A Guillermo le resultaban monótonas las cosas en el interior. No había cangrejos ni nada que hacer. Roberto y Ethel, sus hermanos mayores, se habían hecho socios de un club de tenis y se hallaban ausentes todo el día. Y no era que quisiera Guillermo nada con Roberto y Ethel. En realidad, prefería que estuviesen fuera de casa todo el día.
—Lo único que yo digo —le dijo, en son de queja, a su madre— es que a nadie parece importarle si yo me divierto o si me aburro. Parece como si, mientras papá pueda ir a jugar al golf… o a «intentar» jugarlo… y esos dos jugar al tenis… o a lo que «ellos» llaman tenis, y mientras tú puedas estar sentada haciendo ganchillo, todo va «bien». No os acordáis de «mí». Nadie se acuerda de mí. Tanto valdría que no estuviese yo aquí. Lo único que yo «digo», es que tanto valdría que estuviese «muerto» para lo que se preocupa alguna gente en hacerme feliz.
La madre contempló su fruncido entrecejo.
—¿Sabes, querido? —dijo—, hay la mar de libros aquí que no has leído.
—«¡Libros!» —exclamó, desdeñosamente, el niño—. Las obras de Walter Scott… Yo a esos no los llamo libros.
—Puedes ir de paseo.
—«¡De paseo!» Es inútil salir de paseo sin «Jumble».
El padre soltó el periódico.
—El informe que mandó tu profesora de matemáticas no podía haber sido peor —dijo—. Podías emplear el tiempo haciendo unas cuantas cuentas. Yo te las prepararé.

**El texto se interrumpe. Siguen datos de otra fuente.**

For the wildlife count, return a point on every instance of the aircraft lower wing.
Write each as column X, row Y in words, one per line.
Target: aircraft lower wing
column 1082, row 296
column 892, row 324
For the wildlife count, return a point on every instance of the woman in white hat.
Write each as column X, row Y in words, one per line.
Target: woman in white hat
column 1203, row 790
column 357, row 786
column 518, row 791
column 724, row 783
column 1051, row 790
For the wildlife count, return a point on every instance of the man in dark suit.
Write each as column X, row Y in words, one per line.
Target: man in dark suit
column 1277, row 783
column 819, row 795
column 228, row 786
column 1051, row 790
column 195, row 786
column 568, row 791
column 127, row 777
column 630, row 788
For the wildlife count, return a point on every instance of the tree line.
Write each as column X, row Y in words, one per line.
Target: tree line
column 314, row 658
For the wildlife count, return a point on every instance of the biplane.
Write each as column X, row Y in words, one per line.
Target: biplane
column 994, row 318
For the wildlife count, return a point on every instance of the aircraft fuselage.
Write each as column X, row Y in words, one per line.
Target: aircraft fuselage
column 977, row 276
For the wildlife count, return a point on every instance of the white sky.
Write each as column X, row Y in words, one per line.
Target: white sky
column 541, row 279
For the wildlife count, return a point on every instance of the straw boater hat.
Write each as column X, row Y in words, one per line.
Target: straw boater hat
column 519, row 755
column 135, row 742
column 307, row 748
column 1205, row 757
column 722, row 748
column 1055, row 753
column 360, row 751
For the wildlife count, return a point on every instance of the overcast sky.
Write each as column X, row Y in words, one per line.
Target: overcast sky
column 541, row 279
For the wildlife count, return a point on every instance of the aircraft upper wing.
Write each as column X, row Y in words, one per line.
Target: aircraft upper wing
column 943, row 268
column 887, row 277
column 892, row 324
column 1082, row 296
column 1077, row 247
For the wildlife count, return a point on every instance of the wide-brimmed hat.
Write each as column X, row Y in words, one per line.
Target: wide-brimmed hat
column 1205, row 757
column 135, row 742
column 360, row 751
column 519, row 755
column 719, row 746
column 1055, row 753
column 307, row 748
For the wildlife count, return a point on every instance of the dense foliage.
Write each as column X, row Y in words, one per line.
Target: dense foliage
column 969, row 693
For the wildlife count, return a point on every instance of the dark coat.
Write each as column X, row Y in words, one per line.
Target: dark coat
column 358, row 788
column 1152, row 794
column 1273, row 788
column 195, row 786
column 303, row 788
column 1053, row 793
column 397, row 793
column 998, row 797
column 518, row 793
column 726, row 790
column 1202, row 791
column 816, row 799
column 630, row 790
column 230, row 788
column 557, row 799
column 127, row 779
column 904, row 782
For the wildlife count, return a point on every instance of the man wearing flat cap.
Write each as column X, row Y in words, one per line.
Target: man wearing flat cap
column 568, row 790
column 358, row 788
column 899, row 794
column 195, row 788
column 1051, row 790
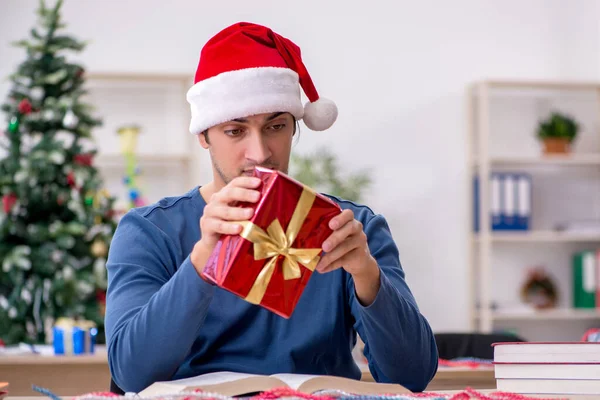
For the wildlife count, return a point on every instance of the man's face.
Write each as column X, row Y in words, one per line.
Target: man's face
column 237, row 146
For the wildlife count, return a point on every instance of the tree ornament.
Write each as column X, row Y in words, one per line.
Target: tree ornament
column 24, row 106
column 99, row 248
column 70, row 120
column 83, row 159
column 49, row 115
column 8, row 202
column 13, row 125
column 36, row 93
column 71, row 179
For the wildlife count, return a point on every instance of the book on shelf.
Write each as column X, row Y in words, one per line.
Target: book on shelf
column 239, row 384
column 586, row 279
column 510, row 201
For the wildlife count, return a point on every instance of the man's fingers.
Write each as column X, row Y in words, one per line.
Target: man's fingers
column 229, row 213
column 232, row 194
column 250, row 182
column 221, row 227
column 340, row 235
column 341, row 219
column 337, row 263
column 340, row 251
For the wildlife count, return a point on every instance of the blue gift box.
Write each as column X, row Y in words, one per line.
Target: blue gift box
column 72, row 337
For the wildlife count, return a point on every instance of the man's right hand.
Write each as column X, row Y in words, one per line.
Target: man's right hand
column 220, row 212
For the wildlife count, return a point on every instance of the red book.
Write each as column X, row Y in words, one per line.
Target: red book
column 272, row 260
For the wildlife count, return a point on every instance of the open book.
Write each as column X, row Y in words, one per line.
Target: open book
column 238, row 384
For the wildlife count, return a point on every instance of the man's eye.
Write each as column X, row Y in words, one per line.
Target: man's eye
column 234, row 132
column 277, row 127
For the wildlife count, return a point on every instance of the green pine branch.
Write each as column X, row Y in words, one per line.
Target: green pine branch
column 49, row 267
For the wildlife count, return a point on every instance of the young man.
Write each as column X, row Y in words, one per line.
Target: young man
column 164, row 322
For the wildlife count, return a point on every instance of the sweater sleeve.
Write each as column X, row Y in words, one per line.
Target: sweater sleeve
column 154, row 307
column 399, row 343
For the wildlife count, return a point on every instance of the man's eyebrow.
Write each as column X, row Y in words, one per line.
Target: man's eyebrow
column 272, row 117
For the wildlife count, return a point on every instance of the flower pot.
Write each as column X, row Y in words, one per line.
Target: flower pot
column 556, row 146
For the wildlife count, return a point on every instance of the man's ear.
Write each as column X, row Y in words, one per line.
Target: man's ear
column 203, row 139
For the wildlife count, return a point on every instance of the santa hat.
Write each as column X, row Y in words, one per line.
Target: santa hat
column 247, row 69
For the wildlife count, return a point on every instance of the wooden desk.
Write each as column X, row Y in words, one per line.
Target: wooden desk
column 63, row 375
column 453, row 378
column 91, row 374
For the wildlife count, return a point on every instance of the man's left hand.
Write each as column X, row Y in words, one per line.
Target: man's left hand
column 347, row 248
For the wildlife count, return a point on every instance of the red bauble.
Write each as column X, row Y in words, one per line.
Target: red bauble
column 24, row 106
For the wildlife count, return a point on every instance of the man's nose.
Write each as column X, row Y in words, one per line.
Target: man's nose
column 258, row 150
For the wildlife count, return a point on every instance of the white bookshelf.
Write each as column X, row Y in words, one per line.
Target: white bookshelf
column 169, row 157
column 502, row 122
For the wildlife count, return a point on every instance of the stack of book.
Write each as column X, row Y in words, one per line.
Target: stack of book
column 545, row 368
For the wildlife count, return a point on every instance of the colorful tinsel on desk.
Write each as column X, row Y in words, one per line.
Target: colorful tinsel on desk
column 290, row 394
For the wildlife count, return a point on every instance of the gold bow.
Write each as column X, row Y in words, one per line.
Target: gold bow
column 275, row 242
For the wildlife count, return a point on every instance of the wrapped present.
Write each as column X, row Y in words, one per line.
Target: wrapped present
column 272, row 260
column 74, row 337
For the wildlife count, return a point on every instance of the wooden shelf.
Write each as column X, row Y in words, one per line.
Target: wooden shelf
column 559, row 314
column 589, row 159
column 543, row 84
column 104, row 160
column 539, row 237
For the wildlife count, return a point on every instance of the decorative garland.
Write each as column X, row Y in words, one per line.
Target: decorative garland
column 288, row 393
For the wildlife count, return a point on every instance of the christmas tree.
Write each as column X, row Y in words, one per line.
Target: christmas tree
column 56, row 221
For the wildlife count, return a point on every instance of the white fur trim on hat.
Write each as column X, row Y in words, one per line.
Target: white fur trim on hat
column 242, row 93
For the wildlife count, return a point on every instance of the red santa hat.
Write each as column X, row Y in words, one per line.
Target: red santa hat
column 247, row 69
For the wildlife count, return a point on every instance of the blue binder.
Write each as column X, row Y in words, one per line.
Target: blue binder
column 510, row 201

Guillermo dirigió a su padre una mirada ante la cual la mayoría de los hombres hubiera temblado.
Hasta su padre, a pesar de lo inmunizado que estaba por su larga experiencia contra aquella mirada del niño, se parapetó, apresuradamente, tras su periódico. Luego, con una risa breve y amarga, Guillermo giró sobre sus talones y abandonó el cuarto. Aquello era lo último. Había acabado con ellos. Había acabado con ellos pero de verdad.

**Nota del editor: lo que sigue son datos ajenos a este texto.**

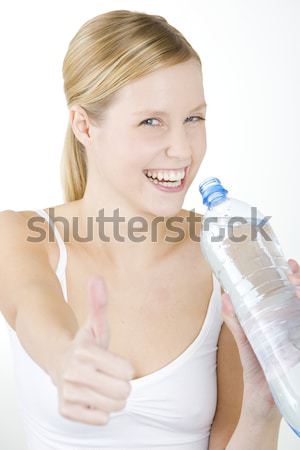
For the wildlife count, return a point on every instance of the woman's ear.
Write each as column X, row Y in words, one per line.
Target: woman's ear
column 80, row 124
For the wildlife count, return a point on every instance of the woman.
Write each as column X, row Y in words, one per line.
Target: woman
column 115, row 336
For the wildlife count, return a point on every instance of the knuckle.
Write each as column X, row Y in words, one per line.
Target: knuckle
column 63, row 410
column 125, row 389
column 68, row 393
column 103, row 418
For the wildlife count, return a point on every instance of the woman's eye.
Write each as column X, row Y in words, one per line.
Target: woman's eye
column 149, row 122
column 190, row 119
column 146, row 121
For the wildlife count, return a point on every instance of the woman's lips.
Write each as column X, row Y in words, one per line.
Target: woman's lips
column 171, row 188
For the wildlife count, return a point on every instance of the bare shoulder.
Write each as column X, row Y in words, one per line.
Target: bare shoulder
column 23, row 259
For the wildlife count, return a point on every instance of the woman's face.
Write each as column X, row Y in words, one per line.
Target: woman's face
column 155, row 122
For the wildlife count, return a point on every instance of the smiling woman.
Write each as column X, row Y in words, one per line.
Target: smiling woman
column 139, row 349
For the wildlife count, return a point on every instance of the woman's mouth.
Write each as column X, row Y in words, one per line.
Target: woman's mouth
column 167, row 180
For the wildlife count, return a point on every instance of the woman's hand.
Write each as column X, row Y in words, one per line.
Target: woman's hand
column 257, row 398
column 91, row 381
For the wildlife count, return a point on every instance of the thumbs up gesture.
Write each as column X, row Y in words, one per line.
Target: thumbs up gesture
column 91, row 381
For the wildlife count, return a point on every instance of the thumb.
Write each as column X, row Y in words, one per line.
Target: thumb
column 293, row 265
column 97, row 302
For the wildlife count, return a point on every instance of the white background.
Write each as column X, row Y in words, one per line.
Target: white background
column 250, row 53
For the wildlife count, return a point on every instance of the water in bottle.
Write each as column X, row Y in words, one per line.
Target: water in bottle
column 245, row 255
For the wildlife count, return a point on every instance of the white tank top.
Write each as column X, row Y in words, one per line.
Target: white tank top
column 171, row 408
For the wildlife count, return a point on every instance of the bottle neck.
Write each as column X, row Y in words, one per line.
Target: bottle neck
column 212, row 192
column 215, row 199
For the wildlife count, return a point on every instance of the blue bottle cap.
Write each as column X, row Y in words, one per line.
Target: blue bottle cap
column 212, row 191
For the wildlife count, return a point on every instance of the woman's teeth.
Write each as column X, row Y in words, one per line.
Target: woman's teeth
column 166, row 178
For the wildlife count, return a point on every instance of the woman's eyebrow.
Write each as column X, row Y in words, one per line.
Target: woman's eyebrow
column 164, row 113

Asomó la cabeza a la ventana, camino de la verja.
—Voy a salir, mamá —dijo en voz que expresaba severo sentimiento, más que ira.
—Está bien, querido —contestó la señora Brown, con dulzura.
—A lo mejor no vuelvo… nunca —agregó, sombrío.
—Bueno, querido.
Guillermo caminó con dignidad, hasta la verja.
—Lo único que yo digo —comentó, patéticamente, al franquearla— es que tanto valdría que estuviese «muerto», para lo que se preocupa nadie de hacerme la vida un poco más feliz.
Se dirigió al pueblo, víctima de la más completa depresión. Lo que no lograba comprender era «por qué» veraneaba la gente. En casa tenía a «Jumble» con quien pasear y para quien tirar piedras y ramas, y al gato del vecino a quien hacer rabiar, y el niño del carnicero con quien pelearse, y varios amigos y enemigos íntimos que le hicieran la vida interesante. Allí había… Bueno, lo único que él decía era que tanto valdría que estuviese «muerto».
Delante de la estafeta de correos estaba parado un autocar y varias personas ocupaban los asientos. Guillermo lo miró con desdén. Empezó a escuchar, aburrido, la conversación de dos jóvenes.
—No sabes cuánto me alegro de que hayas venido —le dijo uno de ellos al otro—. Podemos darnos un buen paseo juntos. Si quieres que te diga la verdad, estaba tan aburrido que había sacado billete para hacer una excursión en este autocar… No puedo con ellas, en realidad.
—¿Te devolverán el dinero? —preguntó el otro.
—Da lo mismo.
De pronto tropezó con la mirada sombría y fija de Guillermo y dijo:
—Oye, niño, ¿te gustaría un billete para hacer una excursión en autocar?
Guillermo reflexionó. Cualquier cosa que le alejara de la inmediata vecindad de su familia parecía, en aquel momento, deseable.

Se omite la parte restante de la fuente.